Ikhwanul Muslimin: Larangan Cadar Prancis, Perang terhadap Muslim

Red: Djibril Muhammad
AP
Para perempuan bercadar di London Inggris memprotes larangan burqa di Prancis, Senin (11/4).
Para perempuan bercadar di London Inggris memprotes larangan burqa di Prancis, Senin (11/4).

REPUBLIKA.CO.ID, AMMAN, JORDAN - Ketuaa Ikhwanul Muslimin Yordania, Hammam Saeed menilai pelarangan pemakaian cadar yang berlaku mulai Senin kemarin di Prancis merupakan perang terhadap Muslim. Ia mengklaim pelarangan tersebut merupakan pelanggaran terhadap kebebasan sipil di Perancis.

Selain itu ia juga menggarisbawahi kebijakan tersebut sebafai sebuah "perilaku tentara salib baru" terhadap Muslim. Saeed mengatakan hal itu dalam pernyataannya Selasa (12/4) yang oleh disebutkan sebagai "tanda dimulainya perang yang berbahaya" antara budaya.

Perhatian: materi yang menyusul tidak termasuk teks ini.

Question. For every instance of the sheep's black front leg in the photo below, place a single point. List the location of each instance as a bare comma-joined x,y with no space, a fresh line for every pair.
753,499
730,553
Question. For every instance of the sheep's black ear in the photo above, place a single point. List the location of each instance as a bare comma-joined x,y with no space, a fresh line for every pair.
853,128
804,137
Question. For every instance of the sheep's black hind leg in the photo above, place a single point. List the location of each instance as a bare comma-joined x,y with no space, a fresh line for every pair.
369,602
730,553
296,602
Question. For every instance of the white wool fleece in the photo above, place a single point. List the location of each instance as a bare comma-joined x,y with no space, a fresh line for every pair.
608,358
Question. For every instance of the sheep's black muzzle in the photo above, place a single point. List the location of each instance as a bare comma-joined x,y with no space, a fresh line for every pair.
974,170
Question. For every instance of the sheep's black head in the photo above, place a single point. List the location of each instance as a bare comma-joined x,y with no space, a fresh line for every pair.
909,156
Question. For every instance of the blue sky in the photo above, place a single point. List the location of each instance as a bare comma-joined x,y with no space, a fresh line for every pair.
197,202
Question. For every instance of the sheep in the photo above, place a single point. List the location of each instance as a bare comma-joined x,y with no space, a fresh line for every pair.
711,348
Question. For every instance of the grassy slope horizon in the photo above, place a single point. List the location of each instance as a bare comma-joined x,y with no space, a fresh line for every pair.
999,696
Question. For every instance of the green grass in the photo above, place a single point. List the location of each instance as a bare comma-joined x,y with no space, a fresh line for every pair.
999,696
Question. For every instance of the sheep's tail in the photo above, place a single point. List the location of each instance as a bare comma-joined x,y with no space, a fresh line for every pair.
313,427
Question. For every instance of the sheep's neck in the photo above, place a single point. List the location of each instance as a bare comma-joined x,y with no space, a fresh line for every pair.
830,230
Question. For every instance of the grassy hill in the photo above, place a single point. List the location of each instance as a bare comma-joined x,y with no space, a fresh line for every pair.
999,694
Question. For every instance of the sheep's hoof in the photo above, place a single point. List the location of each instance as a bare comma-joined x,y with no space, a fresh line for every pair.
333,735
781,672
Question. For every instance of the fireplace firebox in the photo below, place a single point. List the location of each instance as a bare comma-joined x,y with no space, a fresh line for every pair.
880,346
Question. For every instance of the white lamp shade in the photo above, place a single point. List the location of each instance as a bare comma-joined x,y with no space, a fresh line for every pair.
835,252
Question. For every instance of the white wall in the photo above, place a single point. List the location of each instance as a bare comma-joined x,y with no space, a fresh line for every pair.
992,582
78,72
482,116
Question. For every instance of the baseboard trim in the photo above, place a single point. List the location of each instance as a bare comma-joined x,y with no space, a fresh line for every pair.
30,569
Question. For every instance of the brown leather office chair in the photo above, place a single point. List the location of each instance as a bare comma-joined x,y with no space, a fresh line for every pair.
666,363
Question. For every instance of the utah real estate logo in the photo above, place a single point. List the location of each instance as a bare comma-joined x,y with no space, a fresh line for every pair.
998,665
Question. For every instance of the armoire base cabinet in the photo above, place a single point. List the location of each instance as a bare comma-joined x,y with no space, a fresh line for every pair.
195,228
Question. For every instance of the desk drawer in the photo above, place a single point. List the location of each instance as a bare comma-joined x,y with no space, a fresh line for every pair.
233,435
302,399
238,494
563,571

Jaringan politik Ikhwanul Muslimin, yang merupakan Front Aksi Islam, kelompok oposisi terbesar di Yordania. Ikhwanul Muslimin mendukung diterapkannya hukum Syariat Islam yang ketat di negaranya.

Yordania merupakan sekutu AS dan kunci di Timur Tengah dengan Mesir, yang satu-satunya negara di kawasan dengan perjanjian perdamaian dengan Israel. Seperti diketahui, pada Senin kemarin secara resmi Pemerintah Prancis melarang penggunaan cadar bagi para muslimah. Sontak, pelarangan tersebut menimbulkan reaksi muslim setempat.